Compensation Dependence of Impurity Conduction in Antimony-Doped Germanium

Abstract

A study has been made of the compensation dependence of impurity conduction in $n$-type germanium containing between 7×${10}^{15}$ and 2×${10}^{17}$ antimony atoms ${\mathrm{cm}}^{-3\mathrm{}}$, the compensation being changed by fastneutron irradiation. Activation energies ${\epsilon }_1$, ${\epsilon }_2$, and ${\epsilon }_3$, characteristic of the resistivity-temperature curves, change continuously with increasing compensation.
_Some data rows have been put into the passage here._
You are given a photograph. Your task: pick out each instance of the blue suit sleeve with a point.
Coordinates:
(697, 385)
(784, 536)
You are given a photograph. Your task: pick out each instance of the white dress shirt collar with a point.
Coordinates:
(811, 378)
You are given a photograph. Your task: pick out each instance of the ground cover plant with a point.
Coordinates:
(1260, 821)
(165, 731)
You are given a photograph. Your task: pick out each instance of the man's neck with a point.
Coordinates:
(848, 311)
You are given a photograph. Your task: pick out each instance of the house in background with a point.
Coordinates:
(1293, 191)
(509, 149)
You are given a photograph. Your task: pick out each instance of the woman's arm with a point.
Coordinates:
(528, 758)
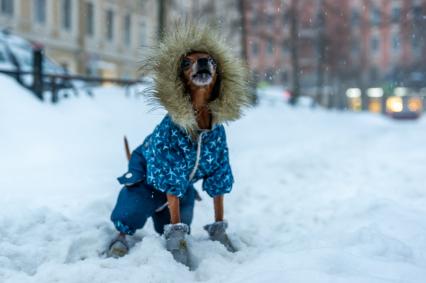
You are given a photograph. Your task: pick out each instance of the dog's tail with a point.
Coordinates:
(127, 148)
(128, 154)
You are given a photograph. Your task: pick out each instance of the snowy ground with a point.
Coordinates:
(319, 196)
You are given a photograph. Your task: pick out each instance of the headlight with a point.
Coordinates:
(394, 104)
(415, 104)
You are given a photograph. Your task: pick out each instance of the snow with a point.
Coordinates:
(319, 196)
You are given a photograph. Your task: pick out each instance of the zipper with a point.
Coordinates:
(194, 170)
(197, 160)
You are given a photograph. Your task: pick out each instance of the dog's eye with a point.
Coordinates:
(185, 64)
(213, 62)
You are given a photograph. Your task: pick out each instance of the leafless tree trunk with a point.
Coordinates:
(321, 44)
(294, 31)
(243, 9)
(162, 11)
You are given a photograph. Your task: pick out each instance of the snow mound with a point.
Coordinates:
(319, 196)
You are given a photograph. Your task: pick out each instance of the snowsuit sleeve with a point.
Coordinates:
(136, 171)
(221, 180)
(166, 168)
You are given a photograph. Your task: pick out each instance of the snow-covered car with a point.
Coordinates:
(273, 94)
(404, 107)
(18, 54)
(5, 59)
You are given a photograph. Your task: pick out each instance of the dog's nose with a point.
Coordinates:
(203, 63)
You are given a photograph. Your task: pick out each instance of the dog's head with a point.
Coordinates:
(199, 70)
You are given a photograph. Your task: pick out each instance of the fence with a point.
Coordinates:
(42, 82)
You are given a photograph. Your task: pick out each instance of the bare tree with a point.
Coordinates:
(294, 33)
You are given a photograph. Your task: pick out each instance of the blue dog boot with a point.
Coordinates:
(176, 243)
(118, 247)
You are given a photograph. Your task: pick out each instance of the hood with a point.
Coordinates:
(169, 91)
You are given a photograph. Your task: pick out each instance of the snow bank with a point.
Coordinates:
(319, 196)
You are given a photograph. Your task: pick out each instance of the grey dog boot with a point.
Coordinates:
(217, 232)
(118, 247)
(176, 242)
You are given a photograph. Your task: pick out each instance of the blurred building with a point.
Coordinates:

The energies ${\epsilon }_1$ and ${\epsilon }_2$ increase monotonically with compensation, while ${\epsilon }_3$ passes through a minimum value. The compensation dependence of ${\epsilon }_2$ is in qualitative agreement with the suggestions that this activation energy is associated with the thermal excitation of electrons from the donor ground state to a band that arises from the interaction of negatively charged donors. For small donor concentrations, the value of the compensation at which ${\epsilon }_3$ is a minimum is 0.5, in agreement with the Miller-Abrahams theory. At higher donor concentrations, this minimum occurs at smaller compensations. It is suggested that this occurs because the effective compensation at low temperatures is greater than that determined at room temperature, the increase arising because electrons on neutral donors are lost not only to acceptor sites but also to the negatively charged donor band.